Cuando Nejiko intenta protestar, ya es demasiado tarde. Oshima la arrastra a unos pasos del Führer. Al ver a Hitler, ella se asusta por su apariencia: los rasgos envejecidos, la figura encorvada, su cuerpo roto, las manos temblorosas, la cara hinchada, los ojos inyectados en sangre.
Él la mira durante mucho tiempo sin decir nada. También parece estar en otra parte, poseído por una extraña fuerza. Nejiko es presa del pánico. Oshima le sostiene la mano para evitar que retroceda. Hitler se acerca, caminando penosamente:
—General Oshima, es usted uno de los pocos en los que confío por completo. Aquí solo hay traidores. Mucha gente ha abusado de mi confianza. La deslealtad y la traición han socavado nuestra resistencia durante toda la guerra. Al menos ustedes, los japoneses, tienen el mismo honor que el pueblo alemán. Como nosotros, sé que lucharán hasta la muerte. La derrota en esta guerra sería la destrucción de nuestros respectivos pueblos.
Oshima asiente y, para calmar al Führer, le presenta a la violinista Nejiko Suwa, «a quien el Reich ha regalado este maravilloso violín». Hitler mira a la joven con desdén. Sin decir ni una palabra ni saludar, se aleja bruscamente de ella y del embajador para dirigirse a los aposentos privados de su búnker.
Atónitos, Nejiko y Oshima se unen a Goebbels.
—Últimamente está muy cansado… No se quede aquí, señorita Suwa. Incluso sin el Führer, nos tocará algunas bonitas piezas...
Nejiko le sostiene la mirada a Goebbels y, presa de una súbita inspiración que la impresiona, le pregunta:
—Ministro, ¿sabe quién era el anterior dueño de este violín?
Desconcertado, Goebbels decide tomarse la pregunta como una broma y se echa a reír a carcajadas, arrastrando al embajador Oshima con él.

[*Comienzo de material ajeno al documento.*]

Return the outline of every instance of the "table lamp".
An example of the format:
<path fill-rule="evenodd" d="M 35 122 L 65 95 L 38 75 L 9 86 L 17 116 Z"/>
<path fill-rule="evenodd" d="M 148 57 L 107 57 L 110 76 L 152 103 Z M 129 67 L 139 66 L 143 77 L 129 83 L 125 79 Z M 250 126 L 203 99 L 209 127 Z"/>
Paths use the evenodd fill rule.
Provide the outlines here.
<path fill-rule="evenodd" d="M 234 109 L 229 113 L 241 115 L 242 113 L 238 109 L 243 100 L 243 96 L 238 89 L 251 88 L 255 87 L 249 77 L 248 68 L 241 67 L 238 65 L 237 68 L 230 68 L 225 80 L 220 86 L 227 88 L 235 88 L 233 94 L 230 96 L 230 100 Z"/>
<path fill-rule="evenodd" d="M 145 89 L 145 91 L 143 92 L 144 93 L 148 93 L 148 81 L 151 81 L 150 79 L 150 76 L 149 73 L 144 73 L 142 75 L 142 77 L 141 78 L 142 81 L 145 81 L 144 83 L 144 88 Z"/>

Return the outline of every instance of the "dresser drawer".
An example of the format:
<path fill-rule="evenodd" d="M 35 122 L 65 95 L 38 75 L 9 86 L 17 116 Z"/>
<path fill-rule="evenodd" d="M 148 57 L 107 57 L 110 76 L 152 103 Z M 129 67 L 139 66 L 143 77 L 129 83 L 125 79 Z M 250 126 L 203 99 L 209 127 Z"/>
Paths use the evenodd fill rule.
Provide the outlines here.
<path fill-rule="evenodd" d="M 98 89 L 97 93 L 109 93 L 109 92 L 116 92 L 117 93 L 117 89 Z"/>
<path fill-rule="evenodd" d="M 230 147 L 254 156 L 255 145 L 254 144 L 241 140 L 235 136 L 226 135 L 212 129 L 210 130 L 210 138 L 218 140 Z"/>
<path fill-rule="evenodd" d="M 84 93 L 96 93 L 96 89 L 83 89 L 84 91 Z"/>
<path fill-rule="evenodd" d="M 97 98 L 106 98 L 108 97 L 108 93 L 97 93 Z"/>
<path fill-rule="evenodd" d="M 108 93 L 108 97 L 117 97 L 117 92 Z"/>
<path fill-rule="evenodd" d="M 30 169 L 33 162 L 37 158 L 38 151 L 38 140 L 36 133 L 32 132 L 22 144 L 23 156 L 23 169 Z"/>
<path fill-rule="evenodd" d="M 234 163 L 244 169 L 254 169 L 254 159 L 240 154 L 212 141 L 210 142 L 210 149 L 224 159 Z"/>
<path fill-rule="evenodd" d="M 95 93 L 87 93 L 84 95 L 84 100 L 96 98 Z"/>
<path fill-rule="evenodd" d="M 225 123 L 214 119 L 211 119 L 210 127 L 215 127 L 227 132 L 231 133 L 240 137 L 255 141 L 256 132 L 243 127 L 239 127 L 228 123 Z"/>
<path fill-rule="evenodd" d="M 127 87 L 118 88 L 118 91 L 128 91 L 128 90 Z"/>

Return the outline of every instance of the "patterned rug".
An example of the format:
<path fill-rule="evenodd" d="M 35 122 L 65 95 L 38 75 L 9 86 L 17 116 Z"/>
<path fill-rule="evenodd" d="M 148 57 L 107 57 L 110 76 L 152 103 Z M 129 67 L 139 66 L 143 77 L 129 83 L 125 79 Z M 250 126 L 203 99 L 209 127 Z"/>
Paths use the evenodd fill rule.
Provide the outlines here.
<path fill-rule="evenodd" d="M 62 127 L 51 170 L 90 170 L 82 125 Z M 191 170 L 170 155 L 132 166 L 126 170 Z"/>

—¡Señorita, solo Gerigk lo sabe! ¡Todo lo que puedo decirle es que este no es un instrumento de su colección! —dice en tono hilarante, como si se riera de su propia ocurrencia—. Solo tiene que preguntarle. ¡Dios sabe dónde estará ahora!
Luego Goebbels lleva a Nejiko al centro de la sala. Mientras ella saca el violín de su estuche y el ministro de Propaganda llama la atención de la gente, Eva Braun se acerca.
—¿Qué piensa tocar?
—Había pensado en Wagner o en Liszt, señora.
Eva Braun sonríe ante la mirada impresionada de Nejiko.
—¿Sabe?, siempre he sentido debilidad por Chaikovski y Borodin. Le regalé al Führer una caja completa de las obras de Chaikovski interpretadas por el violinista polaco judío Bronislaw Huberman. Si los invitados lo supieran, ¡se sorprenderían! ¡Pero de música no saben nada!
Nejiko se queda perpleja. Sin saber qué pensar, preguntándose si no será una trampa, finalmente se decanta por Wagner.
Goebbels pronuncia unas breves palabras para darle las gracias a la joven artista japonesa y recordar el episodio del regalo del violín. Nadie escucha, ni siquiera Nejiko. Toca mecánicamente, casi demasiado rápido, como si tuviera prisa por irse y volver finalmente a Tokio.